(Reuters) – Hundreds of people gathered on Friday at one of Cambodia’s infamous killing fields to remember the two million people who died under the communist Khmer Rouge regime.
Officials and relatives laid flowers and gave offerings on the “Day of Remembrance”, once known as the “Day of Hatred”, and students performed a re-enactment of Khmer Rouge soldiers taking prisoners.
The 1975-79 ultra-Maoist regime killed a fifth of the population through execution, torture and starvation in a bid to turn Cambodia into a communist state. Dictator Pol Pot was toppled from power when Vietnam invaded the country in 1979.
“During my prayers, I said to those who were killed that nowadays the government cooperates with the Khmer Rouge court to try to find justice for all the victims so they might rest in peace,” Khmer Rouge era survivor Yi Kim Seur said at Choueung Ek, about 15 km (9 miles) outside the capital, Phnom Penh.
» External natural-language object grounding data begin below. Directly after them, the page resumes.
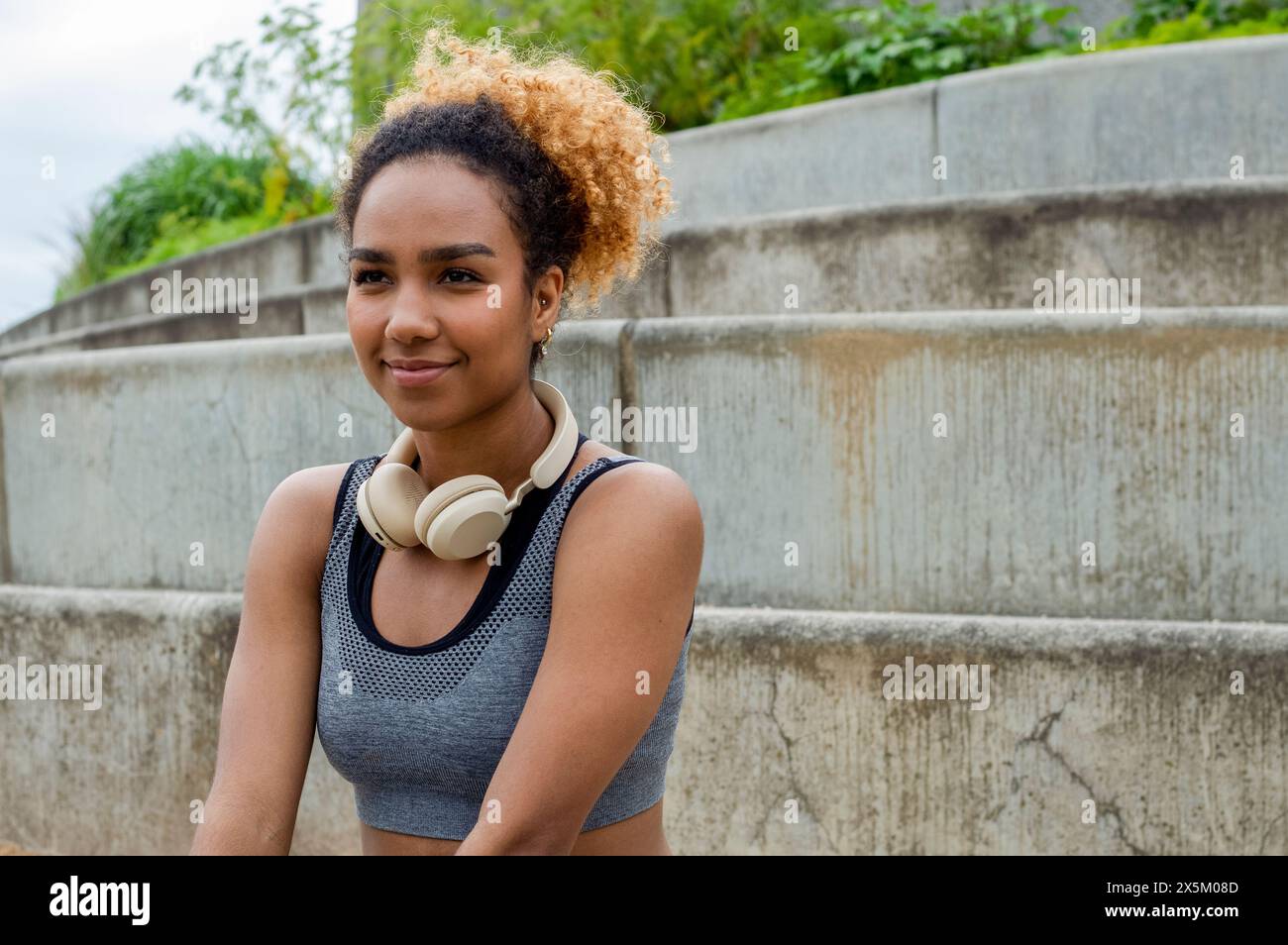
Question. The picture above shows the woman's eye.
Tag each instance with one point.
(463, 271)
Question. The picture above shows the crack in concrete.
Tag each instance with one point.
(1266, 834)
(1039, 735)
(791, 770)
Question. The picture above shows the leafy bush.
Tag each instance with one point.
(900, 43)
(179, 200)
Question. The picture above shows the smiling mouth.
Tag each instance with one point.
(413, 377)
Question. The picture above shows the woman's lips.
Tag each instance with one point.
(407, 377)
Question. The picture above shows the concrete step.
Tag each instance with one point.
(1162, 114)
(1087, 467)
(1188, 244)
(1189, 111)
(1129, 724)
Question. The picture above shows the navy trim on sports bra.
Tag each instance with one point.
(365, 555)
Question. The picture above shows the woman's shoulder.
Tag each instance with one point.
(308, 499)
(632, 488)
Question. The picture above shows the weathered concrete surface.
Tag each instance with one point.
(121, 778)
(1183, 244)
(162, 446)
(809, 430)
(780, 707)
(1164, 114)
(1170, 112)
(1188, 244)
(279, 259)
(1134, 717)
(815, 437)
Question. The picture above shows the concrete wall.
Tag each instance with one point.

A hybrid U.N.-Cambodian tribunal has reached verdicts in three high-profile cases since it was set up almost a decade ago but new cases have faced resistance.
Kaing Guek Eav, alias “Duch”, the head of the notorious Tuol Sleng prison where as many as 14,000 people were executed, received a life sentence in 2010.
Senior Khmer Rouge leaders Nuon Chea and Khieu Samphan have also been handed life sentences.